Paper Summary: GIT - A Generative Image-to-text Transformer for Vision and Language

Objective : Providing a summary of GIT: A Generative Image-to-text Transformer for Vision and Language. Authors: Jianfeng Wang, Zhengyuan Yang, Xiaowei Hu, Linjie Li, Kevin Lin, Zhe Gan, Zicheng Liu, Ce Liu, Lijuan Wang. Microsoft Cloud and AI

The format is inspired by: Paper Summaries


1. Three Important Things

A. Network Architecture

  • The GIT network architecture consists of an image encoder and a text decoder.
  • The image encoder is based on a contrastive pre-trained model, chosen for its superior performance in recent studies.
  • It takes raw images as input and generates a compact 2D feature map, which is then flattened into a list of features.
  • Additional linear and layernorm layers project these features into D dimensions, serving as input for the text decoder.
  • The approach involves sequential task separation: first, pre-training the image encoder with contrastive tasks, followed by joint pre-training of both the image encoder and text decoder with generation tasks.
  • The text decoder utilizes a transformer module with multiple transformer blocks containing self-attention and feed-forward layers.
  • Text is tokenized, embedded, and augmented with positional encoding and layernorm layers.
  • Image features are concatenated with text embeddings for input to the transformer module.
  • Text generation starts with a [BOS] token and continues in an auto-regressive manner until the [EOS] token or reaching maximum steps.
  • A seq2seq attention mask is applied, enabling text tokens to depend on preceding tokens and all image tokens, while image tokens can attend to each other.
  • This approach contrasts with unidirectional attention masks, where not every image token can rely on all others.
Architecture of GIT

B. Pre-Training

Lnaguage modelling loss is used to train the model. Language modeling loss is a measure used in natural language processing tasks to assess the performance of a language model. It quantifies how well a language model predicts the next word or token in a sequence of text.

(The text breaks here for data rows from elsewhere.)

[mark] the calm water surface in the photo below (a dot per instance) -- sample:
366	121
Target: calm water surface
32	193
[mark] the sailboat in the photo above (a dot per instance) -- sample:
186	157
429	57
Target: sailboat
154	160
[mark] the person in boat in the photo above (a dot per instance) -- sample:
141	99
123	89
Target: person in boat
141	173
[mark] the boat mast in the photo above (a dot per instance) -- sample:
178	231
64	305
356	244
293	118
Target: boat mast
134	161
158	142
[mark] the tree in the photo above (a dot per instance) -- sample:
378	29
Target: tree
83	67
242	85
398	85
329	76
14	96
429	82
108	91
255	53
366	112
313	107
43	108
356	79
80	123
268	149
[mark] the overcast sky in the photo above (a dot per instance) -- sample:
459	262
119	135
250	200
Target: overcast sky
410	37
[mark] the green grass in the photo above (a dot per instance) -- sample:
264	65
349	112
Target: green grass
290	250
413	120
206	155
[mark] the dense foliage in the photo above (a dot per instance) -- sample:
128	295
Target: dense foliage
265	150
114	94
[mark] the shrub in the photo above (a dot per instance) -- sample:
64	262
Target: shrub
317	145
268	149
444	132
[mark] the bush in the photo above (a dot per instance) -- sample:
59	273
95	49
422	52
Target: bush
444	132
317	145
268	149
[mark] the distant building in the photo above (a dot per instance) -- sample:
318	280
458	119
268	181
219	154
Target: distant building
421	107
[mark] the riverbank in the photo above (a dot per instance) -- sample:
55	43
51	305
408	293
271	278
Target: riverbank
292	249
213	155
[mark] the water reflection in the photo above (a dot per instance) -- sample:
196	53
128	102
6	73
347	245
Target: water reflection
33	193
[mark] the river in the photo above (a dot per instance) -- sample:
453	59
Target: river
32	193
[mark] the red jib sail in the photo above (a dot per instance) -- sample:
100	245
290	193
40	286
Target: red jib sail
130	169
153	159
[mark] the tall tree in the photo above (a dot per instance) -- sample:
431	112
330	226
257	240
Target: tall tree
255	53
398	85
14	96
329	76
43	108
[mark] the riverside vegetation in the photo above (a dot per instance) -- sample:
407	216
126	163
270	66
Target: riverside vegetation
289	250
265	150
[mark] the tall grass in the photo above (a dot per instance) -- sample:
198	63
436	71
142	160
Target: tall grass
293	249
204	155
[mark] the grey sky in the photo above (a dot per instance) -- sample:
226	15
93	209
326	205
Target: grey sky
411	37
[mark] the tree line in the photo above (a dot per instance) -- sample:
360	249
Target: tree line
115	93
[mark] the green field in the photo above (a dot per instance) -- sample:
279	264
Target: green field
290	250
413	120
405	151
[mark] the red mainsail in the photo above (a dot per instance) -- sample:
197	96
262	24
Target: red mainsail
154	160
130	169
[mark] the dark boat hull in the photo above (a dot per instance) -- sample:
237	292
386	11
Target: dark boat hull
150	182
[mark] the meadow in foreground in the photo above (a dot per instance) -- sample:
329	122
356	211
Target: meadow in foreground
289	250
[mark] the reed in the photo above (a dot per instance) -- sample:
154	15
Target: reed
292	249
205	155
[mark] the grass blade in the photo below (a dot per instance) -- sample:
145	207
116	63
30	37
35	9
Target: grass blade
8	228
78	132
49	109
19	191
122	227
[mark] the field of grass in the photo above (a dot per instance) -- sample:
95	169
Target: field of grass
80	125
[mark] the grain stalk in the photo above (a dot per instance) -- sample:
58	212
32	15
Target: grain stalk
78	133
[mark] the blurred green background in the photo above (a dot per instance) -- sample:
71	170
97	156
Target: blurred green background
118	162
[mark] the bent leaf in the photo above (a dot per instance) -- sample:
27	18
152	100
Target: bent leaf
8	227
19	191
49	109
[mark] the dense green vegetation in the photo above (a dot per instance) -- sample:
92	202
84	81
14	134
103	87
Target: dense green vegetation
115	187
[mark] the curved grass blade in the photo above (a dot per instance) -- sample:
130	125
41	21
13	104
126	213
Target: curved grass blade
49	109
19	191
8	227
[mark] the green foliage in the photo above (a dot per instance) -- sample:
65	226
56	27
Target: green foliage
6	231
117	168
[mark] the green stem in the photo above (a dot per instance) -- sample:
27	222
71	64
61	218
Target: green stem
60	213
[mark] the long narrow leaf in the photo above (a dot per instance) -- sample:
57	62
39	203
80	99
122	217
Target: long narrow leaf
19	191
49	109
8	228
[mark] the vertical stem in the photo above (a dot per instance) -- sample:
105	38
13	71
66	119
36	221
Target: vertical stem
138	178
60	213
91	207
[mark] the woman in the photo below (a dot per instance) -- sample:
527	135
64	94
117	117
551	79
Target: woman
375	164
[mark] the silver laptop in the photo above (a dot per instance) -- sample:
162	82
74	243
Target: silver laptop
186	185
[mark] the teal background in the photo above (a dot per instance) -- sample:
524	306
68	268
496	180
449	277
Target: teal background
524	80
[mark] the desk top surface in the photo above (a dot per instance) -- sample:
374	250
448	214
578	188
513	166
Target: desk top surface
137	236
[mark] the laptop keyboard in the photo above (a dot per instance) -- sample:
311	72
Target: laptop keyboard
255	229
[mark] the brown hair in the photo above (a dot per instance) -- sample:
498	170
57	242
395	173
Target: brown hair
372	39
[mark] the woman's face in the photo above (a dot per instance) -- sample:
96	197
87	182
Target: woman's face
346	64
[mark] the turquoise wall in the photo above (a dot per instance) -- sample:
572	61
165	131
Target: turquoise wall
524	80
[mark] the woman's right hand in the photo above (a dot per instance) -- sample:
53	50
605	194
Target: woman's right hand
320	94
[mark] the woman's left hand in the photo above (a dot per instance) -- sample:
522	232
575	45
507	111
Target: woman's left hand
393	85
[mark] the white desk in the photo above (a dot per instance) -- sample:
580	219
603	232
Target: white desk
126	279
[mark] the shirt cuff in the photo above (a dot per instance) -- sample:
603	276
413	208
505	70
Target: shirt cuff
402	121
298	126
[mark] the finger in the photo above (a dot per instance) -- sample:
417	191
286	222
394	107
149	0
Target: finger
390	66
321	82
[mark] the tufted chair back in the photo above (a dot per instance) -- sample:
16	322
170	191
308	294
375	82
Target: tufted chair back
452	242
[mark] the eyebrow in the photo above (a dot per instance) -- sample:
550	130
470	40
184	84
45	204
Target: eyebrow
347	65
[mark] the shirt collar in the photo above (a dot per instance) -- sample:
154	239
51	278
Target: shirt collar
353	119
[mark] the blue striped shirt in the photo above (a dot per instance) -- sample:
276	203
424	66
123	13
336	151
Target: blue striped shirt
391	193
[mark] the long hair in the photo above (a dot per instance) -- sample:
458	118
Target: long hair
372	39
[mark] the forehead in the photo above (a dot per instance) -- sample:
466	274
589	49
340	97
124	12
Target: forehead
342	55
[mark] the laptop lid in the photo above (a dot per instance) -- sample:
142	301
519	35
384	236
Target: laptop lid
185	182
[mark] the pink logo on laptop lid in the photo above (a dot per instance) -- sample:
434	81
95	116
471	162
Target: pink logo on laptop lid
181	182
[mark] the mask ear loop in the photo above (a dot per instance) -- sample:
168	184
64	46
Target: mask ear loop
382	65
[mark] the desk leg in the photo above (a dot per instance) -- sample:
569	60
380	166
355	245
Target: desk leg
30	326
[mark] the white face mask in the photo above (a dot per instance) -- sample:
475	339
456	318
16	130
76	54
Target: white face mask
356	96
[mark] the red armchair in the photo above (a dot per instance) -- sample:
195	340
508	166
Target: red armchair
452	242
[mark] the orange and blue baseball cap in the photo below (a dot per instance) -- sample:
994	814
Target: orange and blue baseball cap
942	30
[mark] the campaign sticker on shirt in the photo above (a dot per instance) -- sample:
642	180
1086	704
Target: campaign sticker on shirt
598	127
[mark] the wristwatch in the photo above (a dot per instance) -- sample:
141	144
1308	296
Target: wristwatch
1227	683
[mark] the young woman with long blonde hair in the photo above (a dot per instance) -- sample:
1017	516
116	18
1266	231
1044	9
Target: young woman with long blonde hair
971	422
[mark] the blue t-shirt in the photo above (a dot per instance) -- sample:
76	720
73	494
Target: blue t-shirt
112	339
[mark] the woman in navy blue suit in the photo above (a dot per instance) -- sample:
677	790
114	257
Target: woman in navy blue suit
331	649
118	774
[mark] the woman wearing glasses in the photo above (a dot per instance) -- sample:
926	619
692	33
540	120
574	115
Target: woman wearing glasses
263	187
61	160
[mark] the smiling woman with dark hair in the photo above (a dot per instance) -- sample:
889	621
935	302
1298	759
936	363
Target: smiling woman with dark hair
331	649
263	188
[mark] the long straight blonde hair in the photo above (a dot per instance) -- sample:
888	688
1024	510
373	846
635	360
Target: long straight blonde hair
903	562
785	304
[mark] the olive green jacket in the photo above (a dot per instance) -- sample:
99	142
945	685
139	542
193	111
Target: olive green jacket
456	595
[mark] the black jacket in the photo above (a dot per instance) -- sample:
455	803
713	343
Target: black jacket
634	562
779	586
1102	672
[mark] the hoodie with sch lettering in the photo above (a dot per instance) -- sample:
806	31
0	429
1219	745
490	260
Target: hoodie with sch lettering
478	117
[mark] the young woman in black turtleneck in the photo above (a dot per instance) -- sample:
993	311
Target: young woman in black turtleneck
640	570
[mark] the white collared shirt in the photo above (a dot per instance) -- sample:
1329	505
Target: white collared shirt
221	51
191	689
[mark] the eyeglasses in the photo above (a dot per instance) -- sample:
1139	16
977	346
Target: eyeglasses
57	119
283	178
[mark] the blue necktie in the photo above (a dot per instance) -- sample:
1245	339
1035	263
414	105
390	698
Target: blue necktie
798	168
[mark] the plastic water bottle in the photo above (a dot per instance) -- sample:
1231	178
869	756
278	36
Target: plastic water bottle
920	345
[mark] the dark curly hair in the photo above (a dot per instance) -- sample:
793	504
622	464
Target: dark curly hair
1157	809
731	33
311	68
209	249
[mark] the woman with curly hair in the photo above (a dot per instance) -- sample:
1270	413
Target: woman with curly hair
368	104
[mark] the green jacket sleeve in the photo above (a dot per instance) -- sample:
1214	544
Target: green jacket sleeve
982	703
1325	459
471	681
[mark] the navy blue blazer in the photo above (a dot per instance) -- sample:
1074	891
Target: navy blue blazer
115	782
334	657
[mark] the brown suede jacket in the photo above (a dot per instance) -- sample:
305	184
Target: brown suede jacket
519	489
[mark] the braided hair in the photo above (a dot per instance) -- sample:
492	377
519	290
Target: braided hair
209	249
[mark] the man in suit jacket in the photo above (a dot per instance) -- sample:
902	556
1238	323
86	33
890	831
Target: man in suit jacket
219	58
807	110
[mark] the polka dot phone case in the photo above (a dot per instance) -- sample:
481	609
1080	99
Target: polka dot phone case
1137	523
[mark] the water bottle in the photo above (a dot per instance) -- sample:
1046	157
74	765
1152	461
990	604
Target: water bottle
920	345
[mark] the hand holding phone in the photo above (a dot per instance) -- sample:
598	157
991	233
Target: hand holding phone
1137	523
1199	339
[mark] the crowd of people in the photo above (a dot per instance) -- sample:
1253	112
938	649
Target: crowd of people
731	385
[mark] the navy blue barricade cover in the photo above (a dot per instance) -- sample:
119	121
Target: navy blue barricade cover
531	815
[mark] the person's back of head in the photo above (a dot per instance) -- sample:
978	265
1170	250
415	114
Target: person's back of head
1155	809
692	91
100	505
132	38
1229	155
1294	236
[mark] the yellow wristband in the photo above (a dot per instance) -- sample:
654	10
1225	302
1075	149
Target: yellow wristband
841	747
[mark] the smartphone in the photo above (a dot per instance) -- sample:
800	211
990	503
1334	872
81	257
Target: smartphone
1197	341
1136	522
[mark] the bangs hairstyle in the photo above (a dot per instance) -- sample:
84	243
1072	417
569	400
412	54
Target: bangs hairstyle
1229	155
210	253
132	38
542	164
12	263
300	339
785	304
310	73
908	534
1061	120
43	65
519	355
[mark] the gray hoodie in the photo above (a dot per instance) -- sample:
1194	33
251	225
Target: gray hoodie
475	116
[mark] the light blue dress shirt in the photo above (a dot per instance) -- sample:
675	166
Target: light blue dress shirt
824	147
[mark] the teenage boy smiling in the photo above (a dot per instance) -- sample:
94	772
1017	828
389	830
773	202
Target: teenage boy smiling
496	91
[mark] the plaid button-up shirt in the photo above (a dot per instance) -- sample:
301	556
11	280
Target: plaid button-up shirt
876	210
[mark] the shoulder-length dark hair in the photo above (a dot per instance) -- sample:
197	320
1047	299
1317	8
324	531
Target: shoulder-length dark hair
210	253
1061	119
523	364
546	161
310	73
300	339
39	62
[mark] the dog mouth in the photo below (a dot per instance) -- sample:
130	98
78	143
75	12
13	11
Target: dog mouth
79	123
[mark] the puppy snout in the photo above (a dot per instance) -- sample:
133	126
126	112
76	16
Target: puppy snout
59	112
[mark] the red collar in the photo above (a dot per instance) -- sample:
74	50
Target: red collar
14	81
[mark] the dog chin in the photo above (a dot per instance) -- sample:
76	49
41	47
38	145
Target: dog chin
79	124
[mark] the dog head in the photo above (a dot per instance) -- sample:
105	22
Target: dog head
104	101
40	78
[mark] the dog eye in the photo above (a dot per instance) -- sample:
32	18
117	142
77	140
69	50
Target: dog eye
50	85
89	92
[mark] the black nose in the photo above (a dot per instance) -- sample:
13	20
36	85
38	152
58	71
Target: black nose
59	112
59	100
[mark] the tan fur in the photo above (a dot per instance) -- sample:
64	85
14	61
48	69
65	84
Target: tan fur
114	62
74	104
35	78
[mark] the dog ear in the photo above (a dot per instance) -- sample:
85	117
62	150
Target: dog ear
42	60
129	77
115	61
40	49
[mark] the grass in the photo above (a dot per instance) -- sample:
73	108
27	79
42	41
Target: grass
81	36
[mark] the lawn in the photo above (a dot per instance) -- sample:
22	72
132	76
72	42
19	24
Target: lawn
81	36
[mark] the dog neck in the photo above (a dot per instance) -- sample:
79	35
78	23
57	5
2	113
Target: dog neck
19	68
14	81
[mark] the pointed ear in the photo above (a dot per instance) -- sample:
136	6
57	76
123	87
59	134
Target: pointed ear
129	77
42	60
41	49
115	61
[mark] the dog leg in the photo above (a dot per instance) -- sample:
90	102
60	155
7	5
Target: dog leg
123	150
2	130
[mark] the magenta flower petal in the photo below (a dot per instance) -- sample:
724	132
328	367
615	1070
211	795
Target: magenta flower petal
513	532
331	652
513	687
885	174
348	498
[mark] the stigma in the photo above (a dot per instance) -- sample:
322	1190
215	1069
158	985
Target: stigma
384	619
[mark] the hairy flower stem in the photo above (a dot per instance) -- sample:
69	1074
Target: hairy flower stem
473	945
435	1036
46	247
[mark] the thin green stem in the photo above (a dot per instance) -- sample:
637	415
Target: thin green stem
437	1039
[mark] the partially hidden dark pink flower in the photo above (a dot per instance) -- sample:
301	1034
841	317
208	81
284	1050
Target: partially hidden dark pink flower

In the context of neural networks, language modeling loss is typically computed using cross-entropy loss. Given a sequence of input tokens ​and the corresponding target tokens, the language modeling loss is calculated as the average cross-entropy loss across all tokens.

LM (Language Modeling) is chosen over MLM (Masked Language Modeling) due to its efficiency and effectiveness, particularly for large-scale pre-training data. MLM involves masking a certain percentage of input tokens and predicting them in each iteration. However, to predict all tokens, multiple epochs are required, as the model iterates through the data several times to predict all masked tokens.

In contrast, LM can predict all tokens in each iteration, making it more efficient for large-scale pre-training data. This efficiency is particularly beneficial when computational resources are limited, as fewer epochs are needed to train the model.

C. Fine-tuning


Approach for image captioning task:

As the training data format is the same as that in pre-training, the same LM task is used to fine-tune GIT.

Approach for Visual Question Answering (VQA):

During fine-tuning, the model concatenates the question and the ground-truth answer into a special caption. Language modeling (LM) loss is applied only on the answer and the end-of-sequence ([EOS]) tokens. During inference, the question serves as the caption prefix, and the model predicts the completed part as the answer.

Generative Model:

The model is generative without pre-defining candidate answers, even during inference. Challenges are imposed on the model as it has to predict at least two correct tokens: one for the answer and another for [EOS].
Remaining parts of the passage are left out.